Ukraine's government bonds took another tumble too after Trump had caused widespread alarm on Wednesday when he called Ukrainian President Volodymyr Zelenskiy a "dictator" and that he needed to grab a ceasefire deal quickly or risk having no country left.

"Uncertainty about the Fed's policy and Trump’s tariffs will continue to rattle markets," said Vasu Menon, managing director of investment strategy at OCBC Bank in Singapore.

"Investors must come to terms with the fact that volatility will be more elevated this year"

In Asia, Japan's Nikkei .N225 slid 1.5% on the strong yen, while a blistering rally in Chinese technology shares .HSTECH took a breather. .HK

Hong Kong's Hang Seng Index .HSI slipped 1.3%, having touched a four-month high earlier this week boosted by tech stocks in the wake of Chinese startup DeepSeek's breakthrough.
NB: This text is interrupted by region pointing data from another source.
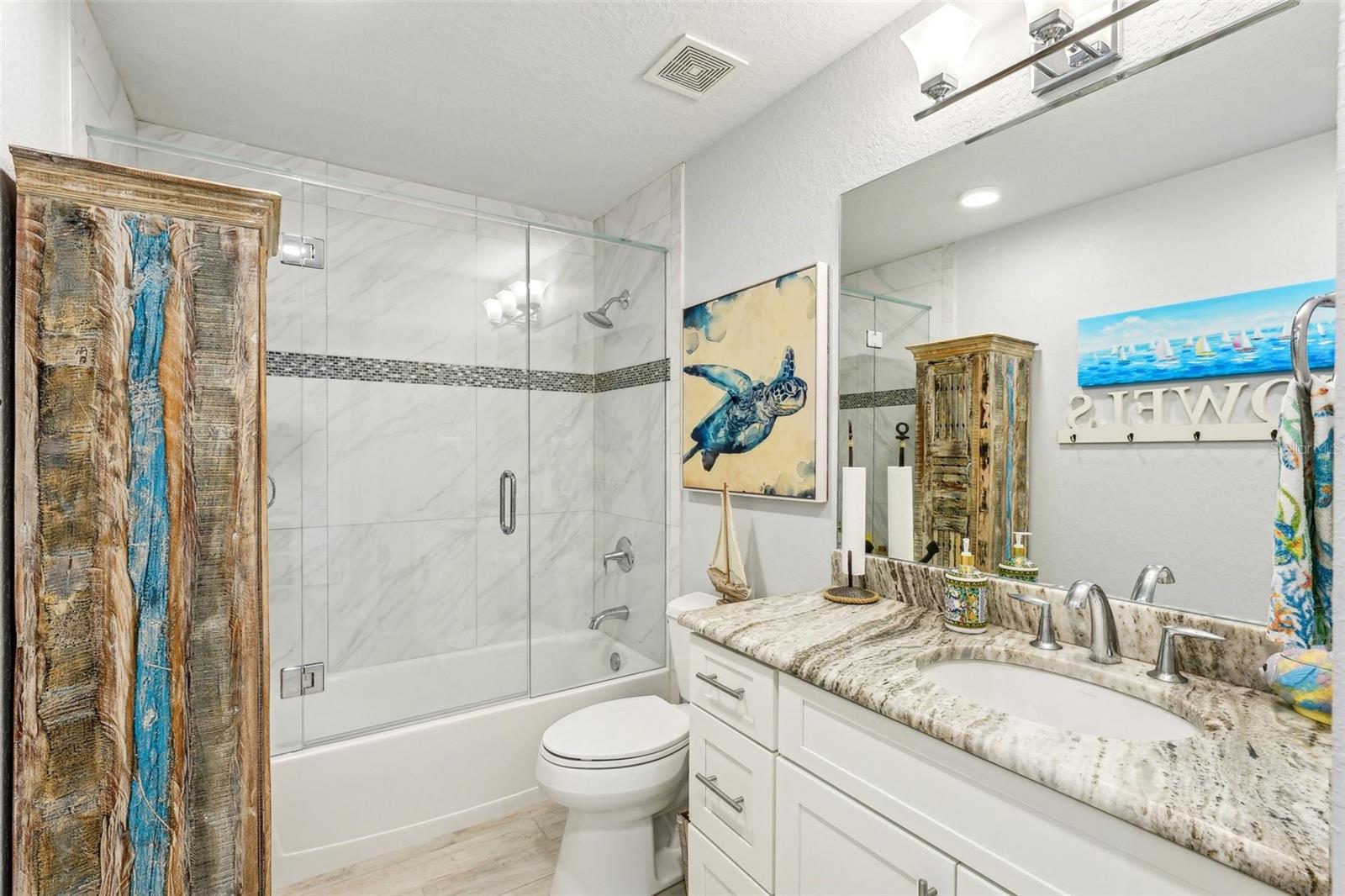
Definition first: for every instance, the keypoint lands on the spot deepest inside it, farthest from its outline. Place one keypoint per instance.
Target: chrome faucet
(1150, 577)
(625, 555)
(611, 613)
(1102, 645)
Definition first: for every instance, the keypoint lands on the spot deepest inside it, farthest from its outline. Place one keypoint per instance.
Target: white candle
(854, 505)
(900, 512)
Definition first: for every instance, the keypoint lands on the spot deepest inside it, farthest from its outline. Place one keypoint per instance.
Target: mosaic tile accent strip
(562, 381)
(885, 398)
(315, 366)
(293, 363)
(643, 374)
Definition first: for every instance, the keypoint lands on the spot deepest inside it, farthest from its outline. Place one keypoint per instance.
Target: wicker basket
(683, 820)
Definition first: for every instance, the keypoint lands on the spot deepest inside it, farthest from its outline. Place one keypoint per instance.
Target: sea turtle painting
(748, 410)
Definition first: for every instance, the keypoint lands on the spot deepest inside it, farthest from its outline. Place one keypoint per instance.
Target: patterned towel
(1301, 586)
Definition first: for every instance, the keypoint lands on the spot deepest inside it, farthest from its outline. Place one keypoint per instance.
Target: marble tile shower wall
(385, 530)
(878, 385)
(638, 472)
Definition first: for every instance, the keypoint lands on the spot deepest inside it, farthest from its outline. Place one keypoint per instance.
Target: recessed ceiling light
(979, 197)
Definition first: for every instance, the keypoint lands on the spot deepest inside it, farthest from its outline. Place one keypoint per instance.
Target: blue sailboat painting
(1235, 335)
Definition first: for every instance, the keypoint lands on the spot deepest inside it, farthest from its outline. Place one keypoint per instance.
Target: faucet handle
(1046, 638)
(1165, 669)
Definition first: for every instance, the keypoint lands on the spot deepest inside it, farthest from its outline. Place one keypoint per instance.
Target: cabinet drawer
(735, 689)
(973, 884)
(831, 844)
(709, 872)
(733, 794)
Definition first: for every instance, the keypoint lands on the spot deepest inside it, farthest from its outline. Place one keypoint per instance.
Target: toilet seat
(618, 734)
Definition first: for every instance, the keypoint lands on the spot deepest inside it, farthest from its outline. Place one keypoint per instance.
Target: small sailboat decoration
(725, 569)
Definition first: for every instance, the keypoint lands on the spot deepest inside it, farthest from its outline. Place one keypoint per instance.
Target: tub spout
(611, 613)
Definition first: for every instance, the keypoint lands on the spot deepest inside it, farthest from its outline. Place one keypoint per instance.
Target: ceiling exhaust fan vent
(693, 67)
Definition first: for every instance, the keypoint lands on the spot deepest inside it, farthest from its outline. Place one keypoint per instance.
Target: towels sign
(1216, 412)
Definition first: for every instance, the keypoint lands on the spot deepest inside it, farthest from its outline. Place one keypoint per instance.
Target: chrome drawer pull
(736, 693)
(715, 788)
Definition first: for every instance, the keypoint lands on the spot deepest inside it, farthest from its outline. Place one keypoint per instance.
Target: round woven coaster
(851, 595)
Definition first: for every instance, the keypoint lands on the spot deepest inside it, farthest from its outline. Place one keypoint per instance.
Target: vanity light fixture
(1087, 42)
(939, 45)
(1049, 20)
(979, 197)
(521, 303)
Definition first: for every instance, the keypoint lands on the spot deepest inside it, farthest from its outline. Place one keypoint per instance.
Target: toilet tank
(679, 638)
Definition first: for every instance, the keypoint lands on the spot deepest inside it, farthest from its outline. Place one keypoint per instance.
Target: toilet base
(602, 856)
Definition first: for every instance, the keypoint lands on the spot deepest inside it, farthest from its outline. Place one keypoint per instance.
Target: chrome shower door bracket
(304, 252)
(296, 681)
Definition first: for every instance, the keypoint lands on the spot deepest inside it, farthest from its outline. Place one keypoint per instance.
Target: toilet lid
(618, 730)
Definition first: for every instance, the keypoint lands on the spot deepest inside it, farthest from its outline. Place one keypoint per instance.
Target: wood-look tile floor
(510, 856)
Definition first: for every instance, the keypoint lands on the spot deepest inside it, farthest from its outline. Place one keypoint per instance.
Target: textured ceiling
(541, 104)
(1255, 89)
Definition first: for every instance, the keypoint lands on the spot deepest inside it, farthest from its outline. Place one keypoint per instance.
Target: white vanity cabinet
(838, 799)
(829, 844)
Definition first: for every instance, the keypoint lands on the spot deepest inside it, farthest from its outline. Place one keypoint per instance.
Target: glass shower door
(414, 465)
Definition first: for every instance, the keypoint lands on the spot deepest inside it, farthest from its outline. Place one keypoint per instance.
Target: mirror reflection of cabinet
(972, 444)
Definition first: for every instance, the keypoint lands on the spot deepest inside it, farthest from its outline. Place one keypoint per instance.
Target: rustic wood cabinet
(972, 444)
(140, 535)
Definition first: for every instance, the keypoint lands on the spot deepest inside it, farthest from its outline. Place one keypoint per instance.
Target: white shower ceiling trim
(540, 104)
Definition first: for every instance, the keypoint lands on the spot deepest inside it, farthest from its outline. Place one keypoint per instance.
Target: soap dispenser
(965, 595)
(1019, 567)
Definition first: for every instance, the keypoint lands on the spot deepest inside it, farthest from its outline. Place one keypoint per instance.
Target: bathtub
(365, 795)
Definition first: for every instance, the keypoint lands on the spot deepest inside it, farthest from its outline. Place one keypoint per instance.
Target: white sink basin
(1056, 700)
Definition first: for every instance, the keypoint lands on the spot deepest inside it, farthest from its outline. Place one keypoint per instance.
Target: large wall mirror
(1210, 177)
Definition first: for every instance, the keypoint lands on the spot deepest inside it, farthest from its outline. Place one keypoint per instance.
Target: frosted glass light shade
(494, 313)
(941, 40)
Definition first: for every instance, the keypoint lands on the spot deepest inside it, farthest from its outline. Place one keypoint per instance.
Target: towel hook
(1302, 318)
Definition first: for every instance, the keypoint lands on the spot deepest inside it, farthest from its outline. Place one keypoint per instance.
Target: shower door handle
(509, 478)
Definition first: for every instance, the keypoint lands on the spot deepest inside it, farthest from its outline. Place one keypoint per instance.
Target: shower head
(600, 319)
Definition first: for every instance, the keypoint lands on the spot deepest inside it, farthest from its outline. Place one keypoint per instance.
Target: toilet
(616, 766)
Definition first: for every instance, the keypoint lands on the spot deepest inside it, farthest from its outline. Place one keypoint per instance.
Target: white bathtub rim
(295, 770)
(311, 862)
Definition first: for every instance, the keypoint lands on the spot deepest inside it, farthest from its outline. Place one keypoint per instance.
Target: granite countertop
(1253, 791)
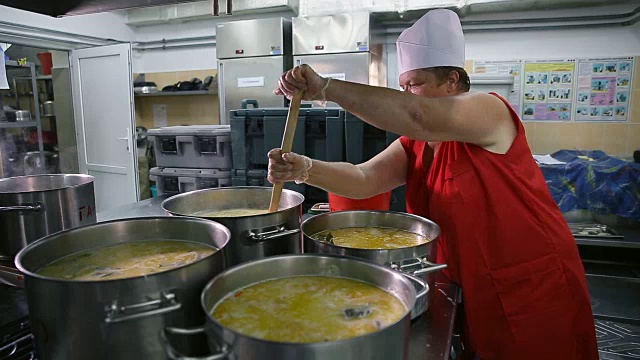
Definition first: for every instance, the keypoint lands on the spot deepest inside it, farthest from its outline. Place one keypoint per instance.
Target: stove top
(594, 231)
(16, 341)
(617, 341)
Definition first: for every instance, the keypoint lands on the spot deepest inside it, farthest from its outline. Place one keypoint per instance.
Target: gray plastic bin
(363, 142)
(319, 135)
(178, 180)
(259, 178)
(196, 146)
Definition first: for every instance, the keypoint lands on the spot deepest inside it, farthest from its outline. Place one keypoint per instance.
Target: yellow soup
(306, 309)
(230, 212)
(127, 260)
(371, 238)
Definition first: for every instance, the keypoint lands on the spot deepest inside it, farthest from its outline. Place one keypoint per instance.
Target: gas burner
(618, 340)
(594, 231)
(16, 341)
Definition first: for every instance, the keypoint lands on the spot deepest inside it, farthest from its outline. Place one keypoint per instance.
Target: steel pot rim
(87, 179)
(402, 278)
(230, 188)
(51, 237)
(375, 212)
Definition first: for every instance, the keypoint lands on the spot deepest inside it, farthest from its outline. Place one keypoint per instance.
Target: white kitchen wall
(542, 44)
(181, 59)
(109, 25)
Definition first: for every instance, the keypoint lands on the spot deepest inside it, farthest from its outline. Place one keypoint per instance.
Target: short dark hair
(442, 74)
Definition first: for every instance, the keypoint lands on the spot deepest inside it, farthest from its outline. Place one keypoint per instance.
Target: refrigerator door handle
(221, 94)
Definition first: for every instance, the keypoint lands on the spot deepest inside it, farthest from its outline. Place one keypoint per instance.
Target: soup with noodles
(307, 309)
(127, 260)
(230, 213)
(371, 238)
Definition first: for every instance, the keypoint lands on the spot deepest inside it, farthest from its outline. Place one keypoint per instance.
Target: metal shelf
(17, 124)
(178, 93)
(36, 104)
(41, 77)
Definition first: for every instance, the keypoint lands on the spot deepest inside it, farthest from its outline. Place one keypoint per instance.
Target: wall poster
(603, 89)
(548, 90)
(502, 68)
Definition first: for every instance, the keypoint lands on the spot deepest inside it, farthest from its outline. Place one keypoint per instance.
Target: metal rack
(36, 101)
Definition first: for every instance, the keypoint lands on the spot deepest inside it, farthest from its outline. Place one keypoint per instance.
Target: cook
(466, 163)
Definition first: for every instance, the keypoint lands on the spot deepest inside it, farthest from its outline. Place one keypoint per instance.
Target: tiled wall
(619, 139)
(181, 110)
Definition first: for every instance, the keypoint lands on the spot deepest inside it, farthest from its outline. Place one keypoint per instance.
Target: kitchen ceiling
(79, 7)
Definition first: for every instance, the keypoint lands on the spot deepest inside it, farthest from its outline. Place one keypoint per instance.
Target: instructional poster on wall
(503, 68)
(604, 89)
(548, 90)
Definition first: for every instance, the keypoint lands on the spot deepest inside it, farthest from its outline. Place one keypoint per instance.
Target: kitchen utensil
(35, 206)
(387, 343)
(120, 318)
(287, 144)
(252, 237)
(23, 115)
(415, 260)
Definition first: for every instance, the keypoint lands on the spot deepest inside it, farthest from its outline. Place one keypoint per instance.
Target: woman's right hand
(287, 167)
(302, 77)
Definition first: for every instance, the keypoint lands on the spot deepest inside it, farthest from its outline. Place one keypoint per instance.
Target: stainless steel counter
(430, 334)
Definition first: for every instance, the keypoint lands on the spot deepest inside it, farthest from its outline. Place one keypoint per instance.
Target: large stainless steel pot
(252, 237)
(32, 207)
(415, 260)
(117, 319)
(388, 343)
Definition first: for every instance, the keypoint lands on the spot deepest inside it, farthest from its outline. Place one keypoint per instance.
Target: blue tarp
(594, 181)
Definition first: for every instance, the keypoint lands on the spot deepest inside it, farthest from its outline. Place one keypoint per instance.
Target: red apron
(508, 247)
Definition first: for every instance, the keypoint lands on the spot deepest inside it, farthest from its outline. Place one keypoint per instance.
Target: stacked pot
(160, 315)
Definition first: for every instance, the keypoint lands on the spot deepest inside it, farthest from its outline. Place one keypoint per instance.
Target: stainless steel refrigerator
(252, 55)
(340, 47)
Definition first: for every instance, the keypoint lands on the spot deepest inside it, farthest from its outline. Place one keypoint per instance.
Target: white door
(105, 127)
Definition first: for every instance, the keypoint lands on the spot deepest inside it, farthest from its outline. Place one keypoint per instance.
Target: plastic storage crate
(259, 178)
(196, 146)
(362, 142)
(177, 180)
(319, 135)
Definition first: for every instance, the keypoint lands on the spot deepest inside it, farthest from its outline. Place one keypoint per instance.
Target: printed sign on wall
(548, 90)
(505, 68)
(603, 89)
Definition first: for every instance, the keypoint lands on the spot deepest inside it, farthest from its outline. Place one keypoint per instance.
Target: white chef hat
(434, 40)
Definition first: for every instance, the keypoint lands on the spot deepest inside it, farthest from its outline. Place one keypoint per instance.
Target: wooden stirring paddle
(287, 144)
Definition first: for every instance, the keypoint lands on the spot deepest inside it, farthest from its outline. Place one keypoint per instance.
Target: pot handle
(261, 235)
(115, 313)
(173, 354)
(11, 277)
(37, 207)
(423, 266)
(424, 287)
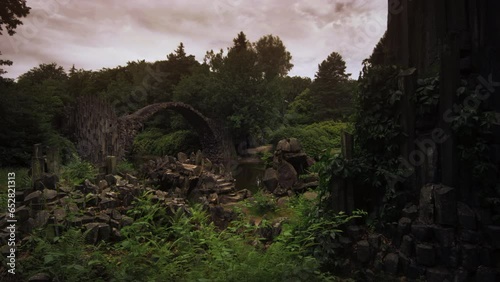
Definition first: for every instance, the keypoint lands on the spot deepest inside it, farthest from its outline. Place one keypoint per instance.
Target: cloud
(94, 34)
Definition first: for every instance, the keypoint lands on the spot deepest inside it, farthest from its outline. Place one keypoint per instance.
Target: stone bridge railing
(98, 132)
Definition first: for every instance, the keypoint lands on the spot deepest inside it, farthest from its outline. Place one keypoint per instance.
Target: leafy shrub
(66, 258)
(314, 231)
(125, 167)
(77, 171)
(154, 142)
(161, 246)
(262, 203)
(314, 138)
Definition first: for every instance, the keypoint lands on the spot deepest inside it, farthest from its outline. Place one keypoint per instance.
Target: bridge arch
(98, 132)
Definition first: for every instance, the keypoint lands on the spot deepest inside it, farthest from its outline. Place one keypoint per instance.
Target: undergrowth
(186, 246)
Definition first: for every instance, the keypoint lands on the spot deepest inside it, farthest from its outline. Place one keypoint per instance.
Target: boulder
(444, 236)
(110, 179)
(283, 145)
(363, 251)
(425, 255)
(199, 158)
(41, 219)
(49, 194)
(40, 277)
(411, 212)
(295, 145)
(438, 275)
(422, 232)
(466, 216)
(426, 204)
(207, 165)
(445, 204)
(287, 175)
(407, 246)
(102, 184)
(182, 157)
(470, 257)
(391, 263)
(270, 179)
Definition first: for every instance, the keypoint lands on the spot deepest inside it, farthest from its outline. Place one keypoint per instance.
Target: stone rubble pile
(289, 161)
(438, 240)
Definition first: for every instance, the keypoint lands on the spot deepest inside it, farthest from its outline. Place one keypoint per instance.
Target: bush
(262, 204)
(184, 246)
(314, 138)
(77, 171)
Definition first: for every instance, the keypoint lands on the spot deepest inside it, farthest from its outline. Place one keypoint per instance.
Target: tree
(44, 72)
(331, 91)
(273, 59)
(10, 13)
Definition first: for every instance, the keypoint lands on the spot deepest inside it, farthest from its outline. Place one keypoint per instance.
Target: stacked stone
(289, 161)
(438, 240)
(98, 209)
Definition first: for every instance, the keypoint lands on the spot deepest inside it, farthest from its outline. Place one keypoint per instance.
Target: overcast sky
(94, 34)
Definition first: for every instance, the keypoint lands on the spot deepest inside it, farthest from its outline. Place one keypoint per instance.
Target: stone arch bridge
(98, 132)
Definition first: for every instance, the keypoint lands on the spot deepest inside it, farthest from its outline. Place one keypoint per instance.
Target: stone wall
(98, 132)
(455, 40)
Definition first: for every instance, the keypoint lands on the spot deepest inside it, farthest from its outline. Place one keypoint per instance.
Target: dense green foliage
(187, 247)
(315, 138)
(330, 96)
(75, 172)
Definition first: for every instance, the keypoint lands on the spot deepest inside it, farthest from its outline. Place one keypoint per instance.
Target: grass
(178, 247)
Gold prices showed no signs of slowing though. They rose to a fresh record high of $2,947 an ounce, reaching a new peak for the tenth time this year. The precious metal XAU= is now up 12% in 2025 after rising 27% last year, its best performance in over a decade.

In the oil markets Brent crude futures were little changed at $76 a barrel LCOc1 while wheat prices extended their gains to a fifth session, underpinned by worries that cold weather in Russia, Ukraine and the U.S. could crimp supply.